GBP/EUR: BoE Mark Carney Lifts Pound vs. Euro
  • Pound (GBP) steady as no policy change expected from BoE
  • BoE could sound more upbeat on economic outlook
  • Euro (EUR) slipped owing to a strong US Dollar, despite strong PMI data
  • Eurozone retail sales in focus

The Pound Euro (GBP/EUR) exchange rate is treading water on Thursday after three straight days of gains. The pair settled up +0.19% on Thursday at €1.1584, towards the high of the day. At 05:45 UTC, GBP/EUR trades -0.01% at €1.1581.

Today the Pounds has its two major risk events for the week, the Scottish elections and the Bank of England monetary policy announcement.
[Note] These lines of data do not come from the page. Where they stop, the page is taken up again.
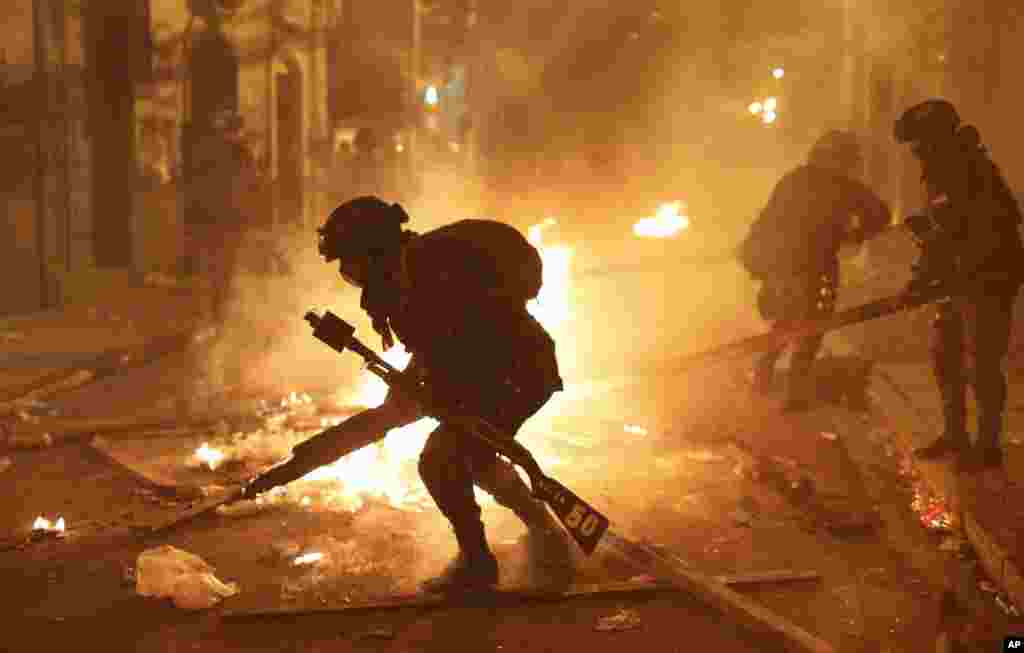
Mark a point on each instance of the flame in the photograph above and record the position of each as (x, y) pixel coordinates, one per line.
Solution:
(44, 524)
(208, 455)
(551, 308)
(308, 559)
(667, 222)
(387, 471)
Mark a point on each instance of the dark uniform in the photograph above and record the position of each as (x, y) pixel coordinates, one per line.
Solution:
(974, 245)
(793, 249)
(479, 350)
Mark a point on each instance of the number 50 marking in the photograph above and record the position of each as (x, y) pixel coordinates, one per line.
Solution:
(582, 519)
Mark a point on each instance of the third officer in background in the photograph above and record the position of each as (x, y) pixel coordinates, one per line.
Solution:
(971, 244)
(793, 248)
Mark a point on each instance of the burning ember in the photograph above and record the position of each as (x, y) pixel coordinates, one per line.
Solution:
(551, 307)
(667, 222)
(387, 471)
(45, 525)
(308, 559)
(296, 398)
(208, 455)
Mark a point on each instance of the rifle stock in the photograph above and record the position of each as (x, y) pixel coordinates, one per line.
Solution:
(585, 523)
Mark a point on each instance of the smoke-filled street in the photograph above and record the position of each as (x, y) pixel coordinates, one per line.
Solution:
(450, 325)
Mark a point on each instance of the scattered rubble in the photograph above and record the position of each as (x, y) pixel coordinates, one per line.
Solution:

In the Scottish elections, a majority win by the Scottish Nationalist Party (SNP) could increase the chances of another Scottish Independence referendum. The polls are pointing to a close call as to whether the SNP can secure a majority or not. If they do it could unnerve Pound investors slightly. UK Prime Minister Boris Johnson has said no to another referendum, so this is considered a minor risk.

Instead, Pound investors will be much more focused on the Bank of England’s monetary policy announcement. The central bank is not expected to move on policy keeping interest rates at 0.1% and the asset purchase programme at £895 billion.

However, the UK economy is in a much better place than it was just a few months ago thanks to the vaccine rollout and easing lockdown restrictions. Therefore, investors will be watching closely for any hints of a less dovish BoE, which could lift the Pound.

The Euro came under pressure owing to the stronger US Dollar and despite upbeat Eurozone data. The Eurozone composite PMI, which is often considered a good gauge for business activity, came in at 53.8 in April, ahead of the preliminary 53.7 reading and up from March’s 53.2. Meanwhile the service sector moved back into expansionary territory in April despite the ongoing lockdown restrictions in parts of Europe.

Today economic data will remain in focus with Eurozone retail sales expected to rise 1.5% month on month ion March, up from 3% in February. On a yearly basis retail sales are expected to surge 9.6% compared to a -2.9% decline in February.